Zwei Gründe vor allem: erstens, die Eiserne Krone – mit der 120 Herrscher gekrönt wurden – wird hier in der Theodolinden-Kapelle aufbewahrt, die mit Führung besichtigt werden kann. Zweitens ist das Museum einzigartig wegen seiner doppelten Seele: einerseits die langobardischen Schätze, andererseits die Kunst ab dem 14. Jahrhundert. Wenn du ein Liebhaber von Geschichte, Kunst oder Goldschmiedekunst bist, darfst du es nicht verpassen. Außerdem ist das Kombi-Ticket Museum+Kapelle ein Schnäppchen: 14 € mit inbegriffener Führung.

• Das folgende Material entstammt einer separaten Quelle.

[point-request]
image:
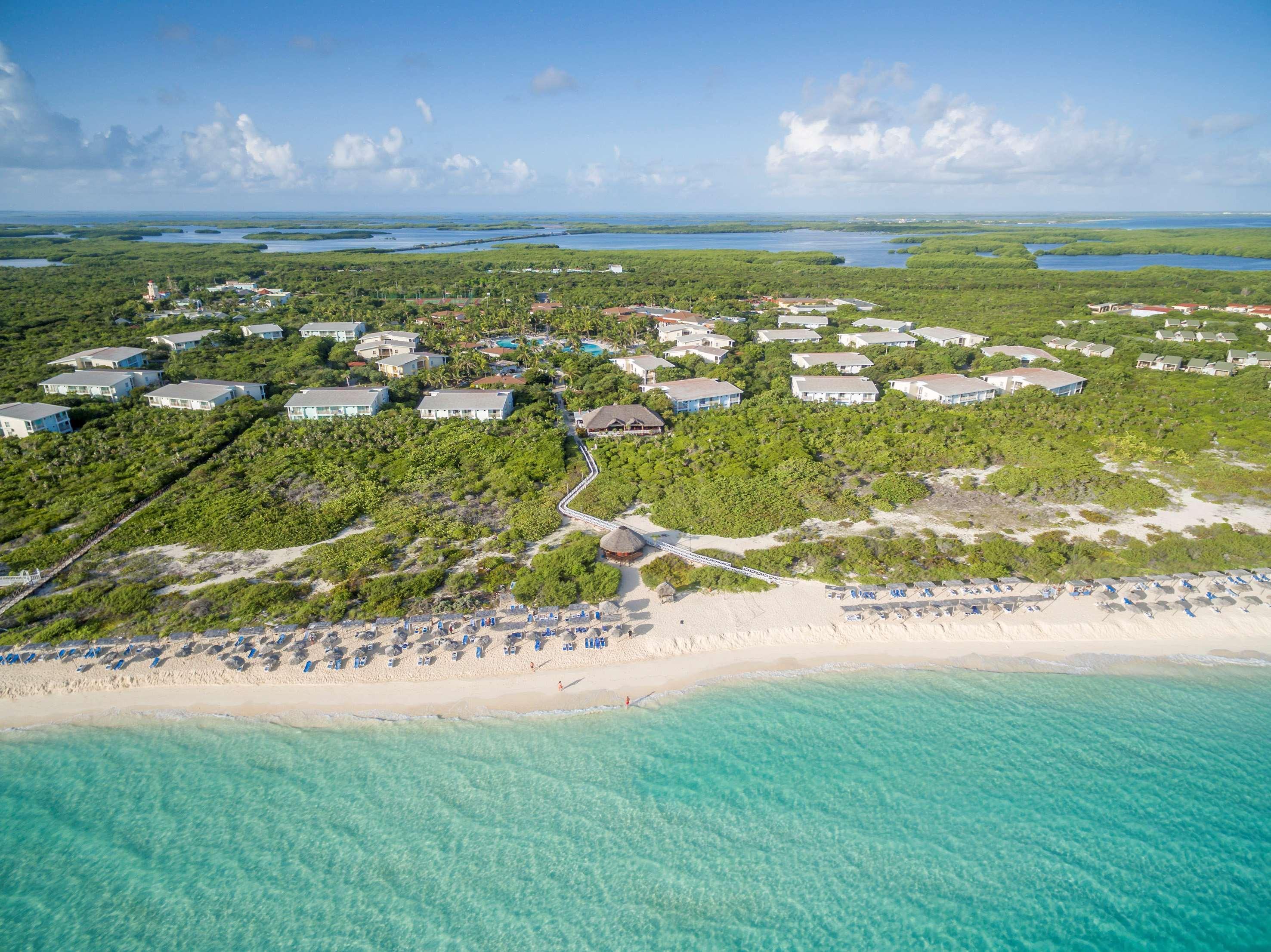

Warum sich ein Besuch lohnt

Zwei Gründe vor allem: erstens, die Eiserne Krone – mit der 120 Herrscher gekrönt wurden – wird hier in der Theodolinden-Kapelle aufbewahrt, die mit Führung besichtigt werden kann. Zweitens ist das Museum einzigartig wegen seiner doppelten Seele: einerseits die langobardischen Schätze, andererseits die Kunst ab dem 14. Jahrhundert. Wenn du ein Liebhaber von Geschichte, Kunst oder Goldschmiedekunst bist, darfst du es nicht verpassen. Außerdem ist das Kombi-Ticket Museum+Kapelle ein Schnäppchen: 14 € mit inbegriffener Führung.

Beste Reisezeit

Die beste Zeit? Unter der Woche, am frühen Morgen, um Menschenmassen zu vermeiden. Das Museum öffnet um 9 Uhr, und das von oben einfallende Licht macht alles noch stimmungsvoller. Wenn möglich, wähle einen Tag mit klarem Himmel: Die Stadt Monza lässt sich besser zu Fuß erkunden. Vermeide Montag (geschlossen) und überfüllte Wochenenden. Im Herbst oder Frühling, wenn die Gärten der Villa Reale in ihren schönsten Farben leuchten, wird der Besuch zu einem vollendeten Erlebnis.

Beste Reisezeit

Die beste Zeit? Unter der Woche, am frühen Morgen, um Menschenmassen zu vermeiden. Das Museum öffnet um 9 Uhr, und das von oben einfallende Licht macht alles noch stimmungsvoller. Wenn möglich, wähle einen Tag mit klarem Himmel: Die Stadt Monza lässt sich besser zu Fuß erkunden. Vermeide Montag (geschlossen) und überfüllte Wochenenden. Im Herbst oder Frühling, wenn die Gärten der Villa Reale in ihren schönsten Farben leuchten, wird der Besuch zu einem vollendeten Erlebnis.

In der Umgebung

Nur einen Steinwurf vom Dom entfernt, sollten Sie die Villa Reale di Monza und ihren riesigen Park nicht verpassen. Eine grüne Oase, perfekt für einen Spaziergang nach dem Museum. Oder tauchen Sie in die Altstadt ein: Die Via Bergamo und die Piazza Trento e Trieste sind voller Cafés und Kunsthandwerksläden. Wenn Sie moderne Kunst lieben, hat die Galleria Civica di Monza interessante Ausstellungen. Alles ist zu Fuß erreichbar.

In der Umgebung

Nur einen Steinwurf vom Dom entfernt, sollten Sie die Villa Reale di Monza und ihren riesigen Park nicht verpassen. Eine grüne Oase, perfekt für einen Spaziergang nach dem Museum. Oder tauchen Sie in die Altstadt ein: Die Via Bergamo und die Piazza Trento e Trieste sind voller Cafés und Kunsthandwerksläden. Wenn Sie moderne Kunst lieben, hat die Galleria Civica di Monza interessante Ausstellungen. Alles ist zu Fuß erreichbar.

Routen in der Umgebung


💡 Vielleicht wusstest du nicht, dass…

Eine der Legenden, die mit dem Museum verbunden sind, betrifft die Henne mit den Küken: Der Überlieferung nach wurde sie von Papst Gregor dem Großen an Theodelinde als Wunsch für Wohlstand geschenkt. Eine weitere kuriose Anekdote: Die Eiserne Krone, die in der Kapelle der Theodelinde aufbewahrt wird, wurde 1805 für die Krönung Napoleons zum König von Italien verwendet, jedoch erst, nachdem sie während der Napoleonischen Feldzüge vorübergehend von den Franzosen beschlagnahmt worden war.